I have two hens with these things on their combs. Will the vaccine affect their eggs in any way? And does it have to done with a shot or is there an oral medication?
ll this information sure eases my mind. I noticed today most of my flock is suffering from these sores on their combs and wattles. I doctored it with some purple wound dressing (purple lotion) Hopefully this will help dry them out. I was almost hysterical when i noticed it, but after the doctor session and a quick trip here to BYC and my mind is at ease. Thanks community
So, the vaccine works on birds already showing symptoms, or only on birds not yet affected by pox? Also, will supportive therapy with VetRx help until recovery? THANKS!
Okay, but is the chicken still okay to eat??
is it contagious to other farm animals ( very worried)
is it contauguis to other farm animals?(worried)
Fowl pox will not get into other farm animals that are not of the avain class. It can get into other forms of birds that may be on the farm, though. You should NEVER vaccinate a bird already showing symptoms. Once the fowl pox has ran its course the bird will be immune (just like the human form) and won't get the fowl pox again. We had a huge outbreak (we have over 200 chickens) and did loose some birds. Partly due to wet pox, partly due to the heat, and partly due to the combination of both things together. You can get an antibiotic from the feed store and place it in the water bowl for the birds to keep secondary infections at bay (like respiratory infections that are normal with the pox virus), keep their pens cleaned daily, use apple cider vinegar to help neutralize the bad bacteria. Egg production will slow or halt completely but will return later (ours just started laying again). The outbreaks can be long lasting as some birds don't catch it until other birds are finally getting well. We have battled the fowl pox for almost 2 months and just today have no signs of any outbreaks on any of our birds. My plan is to do a final disinfecting cleaning tonight with a 10% bleach solution and let the pens dry before placing my birds back into them. I am fortunate enough to have enough land that I have several bird coops and runs so I am able to do this...if you are not then place the birds in a carrying cage or clean while they are free ranging for a little bit. You want the bleach to have time to dry before placing the birds back into the pens.
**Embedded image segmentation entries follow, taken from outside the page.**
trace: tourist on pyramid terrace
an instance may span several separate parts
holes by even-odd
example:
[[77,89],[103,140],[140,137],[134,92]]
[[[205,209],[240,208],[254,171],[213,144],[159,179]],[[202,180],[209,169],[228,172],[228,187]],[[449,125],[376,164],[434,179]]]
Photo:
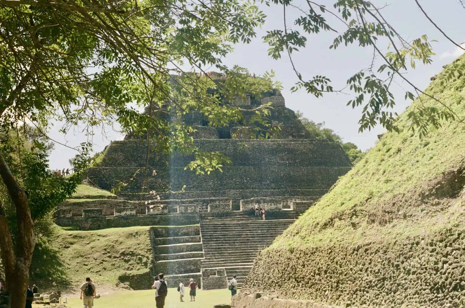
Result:
[[168,295],[168,286],[163,279],[163,274],[158,274],[158,280],[153,282],[152,288],[155,290],[155,302],[157,308],[163,308],[165,307],[165,300]]
[[231,301],[234,295],[237,293],[237,280],[236,280],[236,275],[232,276],[232,279],[229,282],[229,286],[228,288],[231,291]]
[[189,288],[191,289],[189,291],[189,295],[191,295],[191,301],[195,301],[195,289],[197,288],[197,284],[192,278],[189,279]]
[[181,281],[181,283],[179,284],[179,287],[178,287],[178,292],[179,292],[179,299],[181,300],[181,301],[184,301],[182,300],[182,298],[184,297],[184,291],[185,290],[186,287],[184,287],[184,284]]
[[26,291],[26,308],[32,308],[32,301],[34,300],[34,294],[31,290],[31,288],[27,286],[27,291]]
[[91,308],[93,306],[93,299],[97,295],[95,285],[92,282],[92,280],[88,277],[86,278],[86,282],[81,285],[80,289],[81,296],[80,298],[82,300],[82,306],[84,308]]

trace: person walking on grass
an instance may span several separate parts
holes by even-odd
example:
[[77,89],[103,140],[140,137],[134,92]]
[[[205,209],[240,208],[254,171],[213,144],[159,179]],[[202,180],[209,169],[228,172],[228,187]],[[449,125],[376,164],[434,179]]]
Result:
[[232,276],[232,279],[229,282],[228,288],[231,291],[231,301],[232,301],[234,295],[237,293],[237,280],[236,280],[236,275]]
[[185,290],[186,288],[184,287],[184,284],[181,281],[181,283],[179,284],[179,287],[178,287],[178,292],[179,292],[179,299],[181,300],[181,301],[184,301],[182,298],[184,297]]
[[191,278],[189,280],[189,295],[191,296],[191,301],[195,301],[195,290],[197,288],[197,284],[194,280]]
[[34,300],[34,294],[31,290],[31,288],[27,286],[27,290],[26,291],[26,308],[32,308],[32,301]]
[[157,308],[164,308],[165,307],[165,300],[168,295],[168,286],[166,282],[163,279],[163,274],[158,274],[158,280],[155,280],[152,288],[155,290],[155,302]]
[[[86,282],[81,285],[81,296],[84,308],[92,308],[93,306],[93,299],[95,298],[95,285],[93,284],[90,277],[86,278]],[[84,296],[82,295],[84,294]]]

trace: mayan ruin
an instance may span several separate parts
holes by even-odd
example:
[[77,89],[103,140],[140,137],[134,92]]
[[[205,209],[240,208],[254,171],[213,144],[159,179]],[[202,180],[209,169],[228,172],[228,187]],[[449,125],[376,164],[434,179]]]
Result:
[[465,307],[465,0],[0,0],[0,308]]

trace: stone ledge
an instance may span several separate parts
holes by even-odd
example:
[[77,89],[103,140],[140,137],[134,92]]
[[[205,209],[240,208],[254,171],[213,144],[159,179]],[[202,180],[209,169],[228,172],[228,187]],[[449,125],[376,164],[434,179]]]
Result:
[[[235,296],[231,306],[235,308],[342,308],[312,301],[295,301],[274,296],[262,296],[260,293],[240,293]],[[346,303],[344,307],[351,307]],[[354,308],[355,308],[355,307]]]

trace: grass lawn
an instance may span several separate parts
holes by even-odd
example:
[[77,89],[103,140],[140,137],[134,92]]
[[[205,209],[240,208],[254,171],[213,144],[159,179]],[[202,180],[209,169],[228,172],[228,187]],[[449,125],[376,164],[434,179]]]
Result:
[[[190,298],[186,288],[187,295],[184,296],[185,302],[180,302],[179,293],[175,288],[168,289],[168,296],[165,302],[165,308],[213,308],[215,305],[229,304],[231,301],[231,292],[227,289],[221,290],[197,290],[195,301],[189,301]],[[98,290],[97,290],[98,292]],[[143,291],[121,291],[108,295],[102,295],[100,298],[94,300],[95,308],[155,308],[155,291],[153,290]],[[62,299],[62,302],[64,301]],[[80,308],[82,301],[79,297],[68,297],[68,308]],[[43,307],[43,305],[33,305],[34,308]],[[51,306],[47,306],[51,307]],[[51,306],[53,307],[53,305]]]
[[97,188],[88,185],[81,184],[76,188],[76,192],[73,194],[71,198],[82,199],[105,199],[116,198],[116,196],[105,190]]

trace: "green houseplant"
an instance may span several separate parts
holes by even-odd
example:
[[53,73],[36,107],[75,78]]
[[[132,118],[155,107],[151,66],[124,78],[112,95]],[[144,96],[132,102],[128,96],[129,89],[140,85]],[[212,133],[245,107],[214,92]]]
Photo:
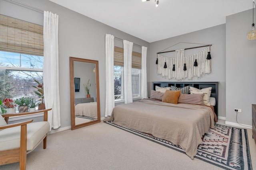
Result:
[[86,91],[86,93],[87,93],[88,98],[91,97],[90,95],[90,88],[91,87],[92,84],[91,83],[90,83],[90,84],[89,84],[89,81],[90,79],[88,80],[88,81],[87,82],[87,83],[86,83],[86,85],[85,86],[84,84],[84,86],[85,87],[85,90]]
[[30,98],[29,97],[22,97],[14,101],[14,103],[19,105],[18,108],[19,113],[26,112],[28,111],[28,106],[30,101]]
[[4,106],[2,105],[2,100],[0,100],[0,108],[1,108],[1,114],[4,114],[7,111]]
[[[12,99],[8,98],[6,98],[3,100],[2,105],[1,104],[1,106],[4,108],[6,113],[14,113],[16,112],[16,108],[15,108],[16,105],[14,104],[14,102]],[[1,111],[2,111],[2,109]]]
[[32,87],[36,89],[36,90],[34,90],[34,92],[36,94],[39,98],[38,101],[40,101],[38,104],[38,110],[45,109],[44,104],[44,85],[43,83],[39,82],[39,81],[34,78],[34,80],[38,84],[37,86],[32,86]]

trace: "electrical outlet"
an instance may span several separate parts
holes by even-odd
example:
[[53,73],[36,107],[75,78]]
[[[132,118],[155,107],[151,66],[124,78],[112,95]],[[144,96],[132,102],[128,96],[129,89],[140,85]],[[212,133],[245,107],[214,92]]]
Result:
[[242,112],[242,109],[236,109],[235,108],[235,111],[237,111],[238,112],[240,112],[241,113]]

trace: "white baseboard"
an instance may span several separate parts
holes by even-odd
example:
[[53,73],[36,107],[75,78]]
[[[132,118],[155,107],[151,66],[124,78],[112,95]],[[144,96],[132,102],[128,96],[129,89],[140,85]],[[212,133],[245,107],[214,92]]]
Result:
[[243,125],[242,124],[238,124],[236,123],[231,122],[230,121],[225,121],[225,124],[228,125],[231,125],[237,127],[242,127],[242,128],[252,129],[252,126],[250,125]]
[[65,131],[66,130],[71,129],[71,126],[66,126],[66,127],[63,127],[59,129],[56,129],[52,130],[51,131],[48,132],[48,135],[52,134],[52,133],[56,133],[56,132],[60,132],[61,131]]
[[222,116],[218,116],[218,119],[221,119],[222,120],[226,120],[226,117],[223,117]]
[[[105,117],[100,117],[100,121],[102,121],[106,119]],[[56,129],[52,130],[50,132],[48,132],[48,135],[52,134],[52,133],[56,133],[56,132],[60,132],[61,131],[65,131],[66,130],[71,129],[71,126],[66,126],[66,127],[61,127],[59,129]]]

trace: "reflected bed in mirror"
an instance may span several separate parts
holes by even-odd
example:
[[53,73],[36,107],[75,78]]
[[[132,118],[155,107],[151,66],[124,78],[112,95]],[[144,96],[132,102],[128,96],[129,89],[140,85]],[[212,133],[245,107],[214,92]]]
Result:
[[70,68],[71,129],[100,122],[98,61],[70,57]]

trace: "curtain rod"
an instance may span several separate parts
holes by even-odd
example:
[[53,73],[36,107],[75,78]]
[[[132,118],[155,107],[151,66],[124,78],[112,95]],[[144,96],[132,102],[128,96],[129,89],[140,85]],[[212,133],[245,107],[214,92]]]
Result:
[[[123,39],[120,39],[120,38],[118,38],[118,37],[115,37],[115,38],[115,38],[115,39],[118,39],[118,40],[124,41],[124,40],[123,40]],[[133,44],[134,44],[134,45],[137,45],[137,46],[139,46],[139,47],[142,47],[141,45],[138,45],[138,44],[134,44],[134,43],[133,43]]]
[[[185,49],[184,50],[188,50],[189,49],[196,49],[197,48],[200,48],[200,47],[208,47],[208,46],[211,46],[212,45],[211,44],[210,44],[209,45],[203,45],[202,46],[199,46],[199,47],[191,47],[191,48],[188,48],[187,49]],[[165,51],[165,52],[160,52],[159,53],[158,53],[156,54],[160,54],[161,53],[169,53],[169,52],[173,52],[173,51],[175,51],[176,50],[172,50],[171,51]]]
[[30,6],[27,5],[26,4],[23,4],[23,3],[20,2],[18,2],[18,1],[14,0],[10,0],[11,1],[14,2],[18,3],[18,4],[21,4],[24,5],[25,6],[28,6],[28,7],[29,8],[33,8],[33,9],[34,9],[35,10],[38,10],[38,11],[41,11],[41,12],[44,12],[44,11],[43,11],[42,10],[40,10],[40,9],[38,9],[38,8],[36,8],[33,7],[33,6]]

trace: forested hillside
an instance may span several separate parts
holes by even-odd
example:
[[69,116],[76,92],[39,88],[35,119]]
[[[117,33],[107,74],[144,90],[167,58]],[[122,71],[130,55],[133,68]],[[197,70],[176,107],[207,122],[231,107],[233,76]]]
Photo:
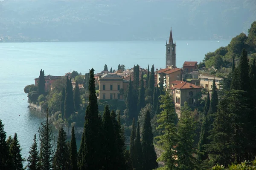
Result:
[[254,0],[0,0],[0,38],[165,40],[172,26],[175,40],[227,39],[256,12]]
Since it's spread by mosquitoes, do you have to disinfect daily, or at all?
Question: Do we have to isolate the hen from the rest of the flock if she has fowl pox? One of my 5 hens have the (dry) fowl pox and I haven't seen signs on the other girls yet. Also, what is the duration of fowl pox from start to finish if it's only one bird?
Thank youall for your advice, i have noticed about half my flock has these black wart looking things on them, and a couple are lathargic ( sp?) I have started them all on Duramycin, which vet said will cure any bacterial infections.I am worried about my Peacock though. He has no signs of anything, ( keeping fingers crossed)
if this is spread by mosquitoes how do you stop it from reoccuring? What will cleaning with the bleach do?
Update: From what I was able to gather, avian pox is a contagious viral infection and not affected by antibiotics. It lasts about two weeks and does not occur suddenly, it's a slow acting thing. Cleaning the feeders, waterers, and contact surfaces with a dilution of bleach & water will effectively decontaminate the area. My hens have all gone thru cutaneous fowl pox and are doing very well. YAY! Thank you BYC!
My chickens have had these exact same lesions twice now??? I thought they are immune after the first time? Also, I didn't see an answer as to whether if it can affect us, and if we can still eat the meat and eggs while they have this? Thanks ahead of time for any answers. Don't know what I'd do without this site!
My first (stray) bantam also got fowl pox more than once; fortunately not severe infections. Re: vaccines; is this a yearly vaccine, or a one-time per bird? Is a second round required a few weeks after the first?